Even before retrieval augment generation (RAG) became a buzzword, researchers have been working on the infusion of knowledge bases with language models, allowing for better nudging of parametric knowledge in these models [1]. The source of this external knowledge can range from subject-relation-object tuples from knowledge graphs (KG) to summaries of Wikipedia pages. While studies have reported improved performance on standard benchmarks, there are two shortcomings. Firstly, determining the exact causal relation and impact of knowledge token infusion is challenging to track. Secondly, the efficacy of knowledge-infused language models for subjective tasks has not been well studied. One downstream task where external and explicit knowledge has been hypothesised to help is in a better understanding of implicit language like memes [5], sarcasm [6] and hate speech [2]. Work attempting to incorporate knowledge tuples from ConceptNet (a large-scale general-purpose knowledge graph) observed that early fusion of knowledge tuples is better than late fusion [2]. Yet, across implicit hate speech datasets, KG tuples do not provide a consistent improvement on both automated and human evaluation metrics [2,3]. As the literature on knowledge infusion only reports performance for the inclusion of the top-k entities, we do not have a clear picture of what happens if the top-k entities are corrupted. In other words, “if top-k tuples are responsible for performance improvements, then replacing top-k with bottom-k or a random-k set should lead to proportional loss in performance.”
Setup: Using the task of implicit hate explanation, where, for a given implicit hate speech, the aim is to generate a short text explaining the implied context matching the manual/golden explanation, we test the above hypothesis.
We incorporated two implicit hate explanation datasets of varying sizes, and two KGs of different specificity (one general purpose and one task-oriented). We finetuned variants of the BART-base language model to observe changes in knowledge infusion at the input stage (i.e concatenation of knowledge tuples with input hate speech). The change was recorded in terms of natural language generation (NLG) performance metrics, which are the de facto standard for reporting on any generative task. In total, for a given dataset, we obtained four finetuned models per KG. k=20 is adopted from existing literature in hate explanation [2].
Initial observations: Overall, we observed that compared with the base case (no external knowledge infusion), the addition of top-k KG tuples led to a performance increase in one dataset and degradation in another (Table 7). More interesting was the fact that comparing top-k, bottom-k, and random-k in any of the datasets+KG setups did not display any visible degradation in performance. Significance testing with the dataset that initially benefited from top-k further indicated that, by chance, replacing top-k tuples with random-k or bottom-k will not significantly alter the metric-level performance (Table 8).

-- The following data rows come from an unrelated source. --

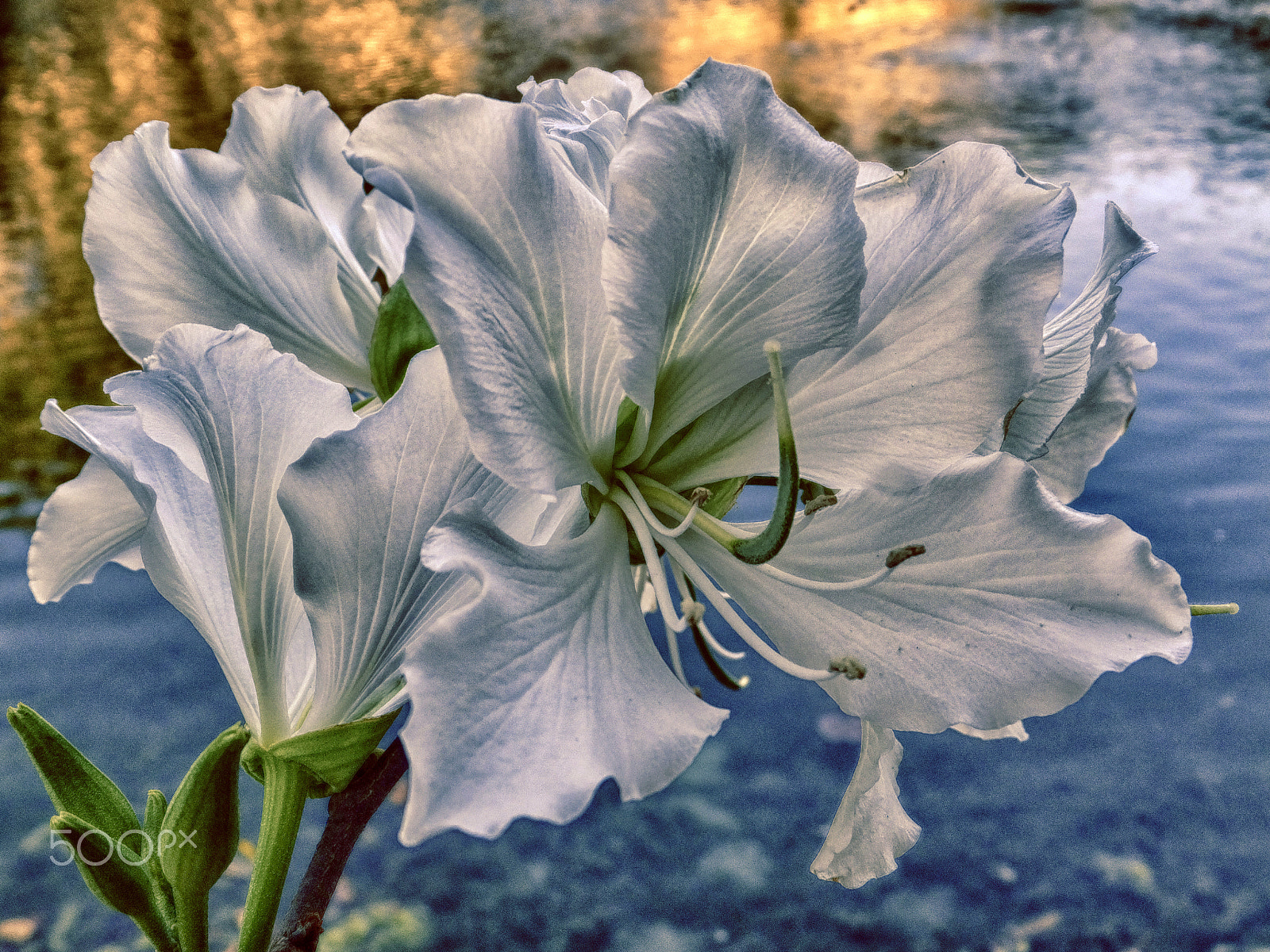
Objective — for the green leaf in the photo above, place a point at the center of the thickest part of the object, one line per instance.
(400, 333)
(723, 497)
(156, 805)
(74, 784)
(200, 833)
(332, 755)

Manual inspection: To ascertain the low quality of KG tuples, we manually inspected randomly selected 20 samples from each dataset+KG pair. We clearly observed that the top-k tuples showcased that very few contain task-specific, i.e., very few were successful in conveying a hateful connotation. Since the standard process of TF-IDF or cosine similarity-based query-KG matching, as well as ranking, is task agnostic in general, the tuples so obtained are also task agnostic and less diverse. The low diversity of tuples was also quantified by observing the distribution of relevance scores (employed to rank the tuples for the top-k filter) for the dataset+KG pair.
For detailed results, we encourage readers to check out Section 5 of our paper [3].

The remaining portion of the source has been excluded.